Barrymore’s sociale gedrag bleef zijn professionele vooruitgang hinderen. In de jaren zestig zat hij af en toe in de gevangenis wegens drugsgebruik, openbare dronkenschap en mishandeling van zijn echtgenote. In 1964 ging hij naar de gevangenis voor het bezit van marihuana.

In 1966 werd Barrymore getekend voor een gastrol als Lazarus in de Star Trek aflevering “The Alternative Factor”. Hij kwam echter niet opdagen (op het laatste moment vervangen door Robert Brown), wat resulteerde in een SAG schorsing van zes maanden.

Latere jarenEdit

Nadat Barrymore in 1967 de SAG schorsing was uitgezeten, werkte hij sporadisch op het scherm, soms met een paar jaar tussen optredens.

In 1967 werd hij gevangen gezet voor drugsbezit na een auto-ongeluk. In 1969 werd hij opnieuw gearresteerd voor drugsbezit na een ander auto-ongeluk.

Toen Barrymore meer en meer teruggetrokken werd, trok hij zich terug uit het acteren, met als laatste twee optredens een aflevering van Kung Fu uit 1974 en een niet gecrediteerde rol in de film Baby Blue Marine uit 1976. Barrymore leed aan dezelfde verslavingsproblemen die zijn vader hadden verwoest. Hoewel hij af en toe op het scherm bleef verschijnen, werd hij steeds meer teruggetrokken, en uiteindelijk verdween hij in de wildernis om een mystiek bestaan te leiden dat ook wel als vervallen werd beschreven. Hij vervreemdde van zijn familie, inclusief zijn kinderen, en zijn levensstijl verslechterde naarmate zijn lichamelijke en geestelijke gezondheid verslechterde.

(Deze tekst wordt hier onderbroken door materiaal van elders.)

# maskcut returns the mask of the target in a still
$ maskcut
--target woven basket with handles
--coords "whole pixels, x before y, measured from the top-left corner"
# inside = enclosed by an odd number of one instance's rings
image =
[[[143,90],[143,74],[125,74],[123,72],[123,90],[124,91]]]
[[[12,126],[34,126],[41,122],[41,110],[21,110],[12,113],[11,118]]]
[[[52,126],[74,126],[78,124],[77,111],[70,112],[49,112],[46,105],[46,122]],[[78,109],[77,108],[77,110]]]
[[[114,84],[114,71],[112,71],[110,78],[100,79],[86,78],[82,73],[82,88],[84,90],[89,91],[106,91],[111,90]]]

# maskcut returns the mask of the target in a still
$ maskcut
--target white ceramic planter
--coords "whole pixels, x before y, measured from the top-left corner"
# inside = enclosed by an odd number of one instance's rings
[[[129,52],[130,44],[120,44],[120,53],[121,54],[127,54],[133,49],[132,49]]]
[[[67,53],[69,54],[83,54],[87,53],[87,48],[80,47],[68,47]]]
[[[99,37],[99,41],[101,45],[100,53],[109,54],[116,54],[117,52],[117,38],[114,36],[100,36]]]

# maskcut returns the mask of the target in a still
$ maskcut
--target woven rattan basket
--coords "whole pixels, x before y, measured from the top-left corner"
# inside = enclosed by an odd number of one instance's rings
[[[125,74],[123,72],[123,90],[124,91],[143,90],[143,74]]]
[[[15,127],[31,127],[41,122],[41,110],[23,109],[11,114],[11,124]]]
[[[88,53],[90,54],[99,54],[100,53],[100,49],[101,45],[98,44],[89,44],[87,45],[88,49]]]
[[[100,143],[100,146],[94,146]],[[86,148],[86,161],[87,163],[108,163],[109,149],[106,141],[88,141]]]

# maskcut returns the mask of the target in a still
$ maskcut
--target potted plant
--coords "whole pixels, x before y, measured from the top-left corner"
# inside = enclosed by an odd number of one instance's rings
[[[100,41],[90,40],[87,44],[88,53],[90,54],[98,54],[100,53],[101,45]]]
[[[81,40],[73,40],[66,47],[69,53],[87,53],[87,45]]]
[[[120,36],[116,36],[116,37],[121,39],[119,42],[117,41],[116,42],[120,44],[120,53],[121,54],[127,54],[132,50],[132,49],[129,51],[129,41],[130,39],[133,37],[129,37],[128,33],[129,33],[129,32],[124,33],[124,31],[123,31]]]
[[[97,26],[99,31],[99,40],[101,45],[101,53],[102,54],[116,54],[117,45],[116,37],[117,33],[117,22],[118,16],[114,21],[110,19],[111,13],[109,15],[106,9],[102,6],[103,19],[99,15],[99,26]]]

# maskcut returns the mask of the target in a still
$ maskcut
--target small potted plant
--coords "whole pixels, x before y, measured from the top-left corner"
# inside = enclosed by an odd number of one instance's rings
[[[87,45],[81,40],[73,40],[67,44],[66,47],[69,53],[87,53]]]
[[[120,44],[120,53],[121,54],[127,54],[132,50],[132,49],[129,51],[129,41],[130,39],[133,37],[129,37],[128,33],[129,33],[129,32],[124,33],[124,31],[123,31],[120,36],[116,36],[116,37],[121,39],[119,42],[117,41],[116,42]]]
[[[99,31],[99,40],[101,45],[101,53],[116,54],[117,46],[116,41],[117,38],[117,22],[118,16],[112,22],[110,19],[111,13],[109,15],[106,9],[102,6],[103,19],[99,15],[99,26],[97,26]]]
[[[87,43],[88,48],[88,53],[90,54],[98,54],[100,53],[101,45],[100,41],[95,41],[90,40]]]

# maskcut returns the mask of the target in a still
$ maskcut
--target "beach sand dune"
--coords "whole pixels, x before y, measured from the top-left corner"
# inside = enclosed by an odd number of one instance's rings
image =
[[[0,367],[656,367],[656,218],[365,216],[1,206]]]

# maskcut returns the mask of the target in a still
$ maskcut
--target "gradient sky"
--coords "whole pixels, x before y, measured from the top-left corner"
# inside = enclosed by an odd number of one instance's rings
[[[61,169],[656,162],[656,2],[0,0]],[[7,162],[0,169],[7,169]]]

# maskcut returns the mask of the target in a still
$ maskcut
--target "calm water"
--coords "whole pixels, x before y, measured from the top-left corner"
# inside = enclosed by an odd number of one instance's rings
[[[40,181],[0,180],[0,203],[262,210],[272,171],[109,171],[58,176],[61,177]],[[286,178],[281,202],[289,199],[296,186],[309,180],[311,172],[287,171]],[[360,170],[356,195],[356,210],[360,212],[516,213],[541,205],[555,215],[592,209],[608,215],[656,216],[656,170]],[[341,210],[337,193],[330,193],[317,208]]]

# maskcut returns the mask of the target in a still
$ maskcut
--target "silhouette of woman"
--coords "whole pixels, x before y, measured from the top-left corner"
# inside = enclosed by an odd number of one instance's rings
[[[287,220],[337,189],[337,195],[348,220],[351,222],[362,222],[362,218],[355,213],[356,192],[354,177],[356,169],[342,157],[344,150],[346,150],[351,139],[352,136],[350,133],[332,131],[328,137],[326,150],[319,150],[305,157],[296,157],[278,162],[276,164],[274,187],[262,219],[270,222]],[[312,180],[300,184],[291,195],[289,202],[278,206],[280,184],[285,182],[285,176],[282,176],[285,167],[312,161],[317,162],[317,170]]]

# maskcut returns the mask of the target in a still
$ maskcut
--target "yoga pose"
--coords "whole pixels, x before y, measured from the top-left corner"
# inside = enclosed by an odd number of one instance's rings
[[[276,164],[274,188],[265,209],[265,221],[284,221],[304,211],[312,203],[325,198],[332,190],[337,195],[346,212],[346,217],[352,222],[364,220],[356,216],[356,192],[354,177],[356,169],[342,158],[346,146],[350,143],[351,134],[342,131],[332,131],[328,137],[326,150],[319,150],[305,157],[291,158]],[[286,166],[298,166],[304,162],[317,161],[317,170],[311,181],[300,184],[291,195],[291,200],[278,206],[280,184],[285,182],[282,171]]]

In 2003 verhuisde zijn dochter Drew hem naar haar huis, ondanks hun vervreemding. Zij betaalde zijn medische rekeningen tot hij het jaar daarop op 72-jarige leeftijd aan kanker overleed. Hij heeft een ster op de Hollywood Walk of Fame voor zijn bijdragen aan de televisie.

Geef een antwoord

Het e-mailadres wordt niet gepubliceerd.